Recognition for Val’s lifelong work has trickled in over the years. She has been named Gymnastics Canada’s Coach of the Year and Volunteer of the Year. Gymnastics BC named her a Member of Distinction in 2003 and upped that to a Life Member in 2006. Informed that she had been selected for induction into the BC Sports Hall of Fame—the first person from the sport of trampoline to be inducted—caught her off guard.

“I was quite taken aback, amazed and a little overwhelmed,” she told the New Westminster Record in October 2019.

Asked what this induction means to her, she said: “I’m very, very honoured. But I know that I would not be here and have this honour if it wasn’t for my athletes. So the honour belongs to them. They’re why I’m here.”

Her biggest challenge of late has been getting the new Queens Park Sportsplex built in New Westminster where training for Shasta and City of New West gymnastics classes can take place. Everything has been run out of the Vancouver Circus School since the sudden collapse in December 2016 of the old Arenex building that had been used for years. A heavy snowfall caused the largely wood-beamed building’s roof built in 1938 to cave in. With so much personal history with that building and so much activity based out of there, the collapse hit her particularly hard.

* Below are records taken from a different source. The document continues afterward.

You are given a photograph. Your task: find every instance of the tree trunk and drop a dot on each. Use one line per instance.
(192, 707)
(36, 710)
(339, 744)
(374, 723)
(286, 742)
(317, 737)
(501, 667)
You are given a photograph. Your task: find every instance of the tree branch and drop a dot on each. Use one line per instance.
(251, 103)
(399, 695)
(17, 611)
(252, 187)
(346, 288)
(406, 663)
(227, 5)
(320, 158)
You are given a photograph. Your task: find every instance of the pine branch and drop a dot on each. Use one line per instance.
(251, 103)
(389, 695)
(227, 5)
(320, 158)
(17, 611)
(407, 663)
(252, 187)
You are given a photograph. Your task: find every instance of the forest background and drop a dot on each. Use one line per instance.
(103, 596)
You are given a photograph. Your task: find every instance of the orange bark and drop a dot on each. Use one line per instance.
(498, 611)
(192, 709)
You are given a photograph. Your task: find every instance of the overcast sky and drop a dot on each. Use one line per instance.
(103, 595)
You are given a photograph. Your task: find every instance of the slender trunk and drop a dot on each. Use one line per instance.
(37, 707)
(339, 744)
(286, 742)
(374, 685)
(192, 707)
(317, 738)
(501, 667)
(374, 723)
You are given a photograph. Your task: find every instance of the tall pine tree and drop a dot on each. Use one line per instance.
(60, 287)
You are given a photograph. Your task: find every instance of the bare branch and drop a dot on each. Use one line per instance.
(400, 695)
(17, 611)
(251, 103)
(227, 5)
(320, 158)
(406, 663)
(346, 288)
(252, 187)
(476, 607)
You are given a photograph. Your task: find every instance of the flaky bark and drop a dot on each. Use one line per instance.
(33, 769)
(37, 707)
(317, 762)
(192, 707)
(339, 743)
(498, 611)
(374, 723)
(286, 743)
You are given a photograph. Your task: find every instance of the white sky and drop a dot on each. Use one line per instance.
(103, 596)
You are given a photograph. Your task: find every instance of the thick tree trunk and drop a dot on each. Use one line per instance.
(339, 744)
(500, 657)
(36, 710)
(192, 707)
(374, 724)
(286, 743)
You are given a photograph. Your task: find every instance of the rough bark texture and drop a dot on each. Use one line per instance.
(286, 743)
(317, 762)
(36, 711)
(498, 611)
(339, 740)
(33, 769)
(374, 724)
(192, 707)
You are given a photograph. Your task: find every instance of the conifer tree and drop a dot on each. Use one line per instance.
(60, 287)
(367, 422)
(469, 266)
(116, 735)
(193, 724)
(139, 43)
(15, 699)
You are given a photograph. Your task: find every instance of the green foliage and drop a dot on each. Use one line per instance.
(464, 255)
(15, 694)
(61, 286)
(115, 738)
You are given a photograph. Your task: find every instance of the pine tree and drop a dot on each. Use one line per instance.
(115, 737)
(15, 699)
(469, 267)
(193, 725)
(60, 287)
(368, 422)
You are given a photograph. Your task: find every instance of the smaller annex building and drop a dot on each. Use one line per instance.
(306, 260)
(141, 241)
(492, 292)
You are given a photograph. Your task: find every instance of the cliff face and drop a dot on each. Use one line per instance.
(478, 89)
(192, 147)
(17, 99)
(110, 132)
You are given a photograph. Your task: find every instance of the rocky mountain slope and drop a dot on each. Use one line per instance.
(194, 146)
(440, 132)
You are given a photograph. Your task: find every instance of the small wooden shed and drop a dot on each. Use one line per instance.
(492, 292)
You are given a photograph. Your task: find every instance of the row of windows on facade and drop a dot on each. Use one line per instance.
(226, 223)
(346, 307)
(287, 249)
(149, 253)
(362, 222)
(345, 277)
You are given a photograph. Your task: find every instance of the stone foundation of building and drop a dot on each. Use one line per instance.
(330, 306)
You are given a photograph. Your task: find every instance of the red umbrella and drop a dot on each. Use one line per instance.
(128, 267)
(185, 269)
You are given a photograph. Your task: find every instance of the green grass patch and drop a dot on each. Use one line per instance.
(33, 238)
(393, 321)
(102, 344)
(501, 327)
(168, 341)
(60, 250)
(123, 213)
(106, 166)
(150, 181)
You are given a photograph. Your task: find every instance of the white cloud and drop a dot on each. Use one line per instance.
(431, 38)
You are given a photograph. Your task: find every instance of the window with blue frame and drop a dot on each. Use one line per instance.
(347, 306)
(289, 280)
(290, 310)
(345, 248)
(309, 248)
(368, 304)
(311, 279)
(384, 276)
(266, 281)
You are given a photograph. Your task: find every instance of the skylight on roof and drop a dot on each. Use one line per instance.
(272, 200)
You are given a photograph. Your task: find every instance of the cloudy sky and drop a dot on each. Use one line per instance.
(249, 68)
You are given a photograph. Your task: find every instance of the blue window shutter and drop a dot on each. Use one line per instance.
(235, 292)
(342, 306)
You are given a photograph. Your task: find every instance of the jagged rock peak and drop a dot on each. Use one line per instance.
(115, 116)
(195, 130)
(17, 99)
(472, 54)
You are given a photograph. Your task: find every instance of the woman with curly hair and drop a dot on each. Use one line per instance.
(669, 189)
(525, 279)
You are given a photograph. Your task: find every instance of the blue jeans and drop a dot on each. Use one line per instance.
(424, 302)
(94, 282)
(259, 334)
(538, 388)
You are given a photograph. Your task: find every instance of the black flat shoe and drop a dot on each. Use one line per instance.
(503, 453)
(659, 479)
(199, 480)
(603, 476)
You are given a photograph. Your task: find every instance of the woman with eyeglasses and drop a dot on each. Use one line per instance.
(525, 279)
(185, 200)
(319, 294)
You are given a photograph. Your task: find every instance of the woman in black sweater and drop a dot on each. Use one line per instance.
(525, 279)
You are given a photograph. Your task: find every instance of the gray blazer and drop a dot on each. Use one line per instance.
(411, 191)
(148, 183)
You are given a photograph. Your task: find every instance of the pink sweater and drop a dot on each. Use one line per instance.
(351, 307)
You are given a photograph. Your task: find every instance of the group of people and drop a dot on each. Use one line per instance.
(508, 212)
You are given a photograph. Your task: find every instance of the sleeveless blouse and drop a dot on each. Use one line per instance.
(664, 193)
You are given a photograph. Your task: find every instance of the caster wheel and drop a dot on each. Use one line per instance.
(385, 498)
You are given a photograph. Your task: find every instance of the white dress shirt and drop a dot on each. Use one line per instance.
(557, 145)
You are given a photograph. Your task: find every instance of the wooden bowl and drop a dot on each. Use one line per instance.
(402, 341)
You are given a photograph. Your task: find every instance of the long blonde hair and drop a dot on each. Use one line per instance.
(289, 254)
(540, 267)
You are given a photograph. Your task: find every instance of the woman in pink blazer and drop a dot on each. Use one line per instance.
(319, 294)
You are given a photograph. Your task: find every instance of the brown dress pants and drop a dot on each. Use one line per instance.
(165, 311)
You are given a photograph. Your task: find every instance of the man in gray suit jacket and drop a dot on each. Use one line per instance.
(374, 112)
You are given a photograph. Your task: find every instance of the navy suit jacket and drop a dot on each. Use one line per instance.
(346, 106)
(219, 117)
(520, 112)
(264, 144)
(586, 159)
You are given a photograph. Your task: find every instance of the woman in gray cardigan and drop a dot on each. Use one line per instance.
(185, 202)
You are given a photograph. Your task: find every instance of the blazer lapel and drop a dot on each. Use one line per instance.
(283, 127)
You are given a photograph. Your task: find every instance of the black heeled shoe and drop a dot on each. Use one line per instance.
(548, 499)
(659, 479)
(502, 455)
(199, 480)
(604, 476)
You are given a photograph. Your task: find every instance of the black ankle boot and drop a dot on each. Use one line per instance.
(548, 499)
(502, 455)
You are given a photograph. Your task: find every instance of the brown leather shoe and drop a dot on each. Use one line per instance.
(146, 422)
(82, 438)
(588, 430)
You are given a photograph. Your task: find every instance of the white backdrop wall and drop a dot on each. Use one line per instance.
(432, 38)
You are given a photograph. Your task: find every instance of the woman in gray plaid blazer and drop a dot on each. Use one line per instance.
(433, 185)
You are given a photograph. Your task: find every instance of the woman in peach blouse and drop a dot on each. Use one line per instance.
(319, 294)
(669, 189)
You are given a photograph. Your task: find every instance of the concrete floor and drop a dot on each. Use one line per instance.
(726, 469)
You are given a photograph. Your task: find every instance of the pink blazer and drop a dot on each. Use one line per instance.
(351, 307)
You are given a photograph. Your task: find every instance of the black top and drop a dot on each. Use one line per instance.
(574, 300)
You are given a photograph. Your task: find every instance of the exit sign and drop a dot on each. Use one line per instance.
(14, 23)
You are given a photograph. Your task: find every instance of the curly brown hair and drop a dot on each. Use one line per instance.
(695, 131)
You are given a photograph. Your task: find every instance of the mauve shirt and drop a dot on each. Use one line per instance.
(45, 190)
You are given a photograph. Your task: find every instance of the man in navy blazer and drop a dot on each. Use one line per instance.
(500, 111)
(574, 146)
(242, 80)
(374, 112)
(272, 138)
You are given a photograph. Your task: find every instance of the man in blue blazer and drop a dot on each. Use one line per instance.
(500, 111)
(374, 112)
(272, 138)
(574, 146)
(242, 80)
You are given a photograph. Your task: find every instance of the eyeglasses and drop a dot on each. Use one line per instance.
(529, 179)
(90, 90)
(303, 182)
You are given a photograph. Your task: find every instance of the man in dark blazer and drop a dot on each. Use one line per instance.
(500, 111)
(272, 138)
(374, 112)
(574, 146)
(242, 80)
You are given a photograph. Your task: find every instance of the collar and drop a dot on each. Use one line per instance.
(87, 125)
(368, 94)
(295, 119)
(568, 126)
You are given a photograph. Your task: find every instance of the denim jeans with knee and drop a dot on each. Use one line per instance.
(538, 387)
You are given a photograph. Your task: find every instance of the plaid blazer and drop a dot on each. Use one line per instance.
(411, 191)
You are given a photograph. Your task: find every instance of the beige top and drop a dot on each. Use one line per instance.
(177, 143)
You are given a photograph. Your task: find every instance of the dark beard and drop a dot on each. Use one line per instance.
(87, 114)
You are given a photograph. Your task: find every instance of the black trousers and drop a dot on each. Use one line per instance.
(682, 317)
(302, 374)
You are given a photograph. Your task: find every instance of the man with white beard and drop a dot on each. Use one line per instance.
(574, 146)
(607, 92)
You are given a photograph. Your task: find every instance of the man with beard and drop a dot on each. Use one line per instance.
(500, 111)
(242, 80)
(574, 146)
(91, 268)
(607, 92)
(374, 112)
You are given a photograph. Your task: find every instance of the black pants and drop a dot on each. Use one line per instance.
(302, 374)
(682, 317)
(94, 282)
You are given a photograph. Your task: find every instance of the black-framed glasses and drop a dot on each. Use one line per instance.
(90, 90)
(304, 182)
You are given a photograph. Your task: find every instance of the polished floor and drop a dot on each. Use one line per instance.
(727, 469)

“It was really hard. Quite the shock. I was there that morning before it came down. It always had these creaking noises and I heard it that morning. I heard the creaking. I didn’t think anything of it. I worked until 4pm that day and then left. Then one of the workers in the building that was doing some painting looked up and saw the crack in the beam. About two hours later it collapsed. Really lucky no one was in it. Three days prior to that our facility put on the Parks and Recreation luncheon. That was a Thursday, the collapse was on a Monday. We were very, very lucky.”

Covid pushed back the opening of the new Sportsplex, which finally happened on November 2nd 2021. No one will be more relieved than Val.

“My focus has been to get the building up. Then we can get the classes back in there running and then Shasta back in there on schedule and then after that I can think about the next few years.”

Those ‘next few years’ will undoubtedly be filled with coaching gymnastics and trampoline, her lifelong love.

“I’m loving what I’m doing so that’s what I’m going to continue to do,” she said.

You wouldn’t expect anything different from someone who has been a fixture in Canadian trampoline for over half a century now.

In one hour that fateful day in January 1968 the direction of Val Johnson’s life was set in motion and hasn’t yet stopped. You could make the argument she’s spent most every moment since that day trying to do the same for others and the sport in New West, BC, Canada, and the world is the richer for it.

Valerie Johnson was inducted into the BC Sports Hall of Fame in the Builder category as part of the Class of 2020 Induction.